O que uma gestão Bolsonaro poderia trazer de negativo?

Ele limita direitos. Acho criminoso a justiça eleitoral permitir um candidato a presidente que solta frases como ‘filho meio gayzinho é só dar um couro que ele muda o comportamento’, ‘vizinho gay desvaloriza imóvel’, entre outras falas pesadíssimas. Isso é absurdo num país democrático. Acho incrível pessoas se sentirem representadas por isso. Acho que ele representa todas as opressões que eu sofro.

Ele perpetua isso. E ainda tem um general como vice, os militares são os mais truculentos com a classe trans. Ele representa retrocesso e o fascismo que está na sociedade. Ele diz que faz o que faz pelo Brasil, pelo bem de ‘todos’, mas temos que lembrar que não somos todos iguais. Eu sofro um preconceito diferente do seu. Acho que todo mundo sofre algum tipo de preconceito, mas sofremos opressões diferentes.

Existe alguma candidatura ou partido que tenha uma plataforma que você considere como representante legítimo da pauta LGBT?

Nunca me filiei a partido nenhum, mas há tempos entendi que meu lugar de fala só seria possível em políticas de esquerda. No entanto, antes que me chamem de esquerdopata, eu vejo que nem direita nem esquerda ainda estão preparadas para dar visibilidade às trans. Os dois lados ainda têm medo. Por isso nessa eleição tenho candidatos que estão tanto na direita como na esquerda. Toda candidatura trans é um progresso para mostrar que não somos apenas um corpo ali na esquina. Que somos pensantes, que sabemos e queremos discutir políticas públicas. Queremos uma sociedade mais justa por estarmos cansadas de apanhar. Por isso não podemos deixar que o fascismo leve a melhor porque o país vai sofrer.

Por que não atua no jornalismo e de que trata seu livro?

Decidi fazer o livro, mas todas editoras me fecharam a porta.
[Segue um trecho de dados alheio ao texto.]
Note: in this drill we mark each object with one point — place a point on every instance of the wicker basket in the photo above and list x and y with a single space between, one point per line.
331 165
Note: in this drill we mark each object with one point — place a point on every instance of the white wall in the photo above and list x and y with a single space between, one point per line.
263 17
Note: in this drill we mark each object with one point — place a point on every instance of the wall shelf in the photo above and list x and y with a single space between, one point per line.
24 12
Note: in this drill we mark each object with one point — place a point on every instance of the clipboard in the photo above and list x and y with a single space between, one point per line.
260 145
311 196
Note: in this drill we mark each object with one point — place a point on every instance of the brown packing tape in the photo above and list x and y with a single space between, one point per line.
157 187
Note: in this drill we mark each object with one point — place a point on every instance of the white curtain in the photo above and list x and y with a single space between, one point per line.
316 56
Então me auto publiquei. Chama-se “Desabafo” e é minha história contada de forma poética, desde antes da minha transição. Sempre gostei de jornalismo, mas depois que concluí a faculdade sabia que teria que criar meus próprios espaços porque um grande jornal, qualquer jornal, qualquer rede de comunicação, não iria dar emprego para uma pessoa trans, que é tão marginalizada na sociedade. Como nada cai do céu para mim e sempre tive que criar meus espaços, queria fazer algo que pudesse ajudar também outras pessoas. Assim comecei minha militância. Apresento há dois anos a parada LGBT aqui na minha região.

Minha luta é para que outras pessoas consigam ser livres, que possam transitar na sociedade sofrendo menos agressão, menos transfobia. Luto por uma sociedade mais justa e igualitária. Acredito em políticas de inclusão. Ainda acredito no Brasil, não tenho síndrome de vira-lata. E espero que meu legado seja o de uma trans que lutou para libertar os corpos de outras pessoas, uma trans que sabia seu papel e sua representatividade e que não usou isso de forma marginalizada. Que fez parte da sociedade acreditando no próximo.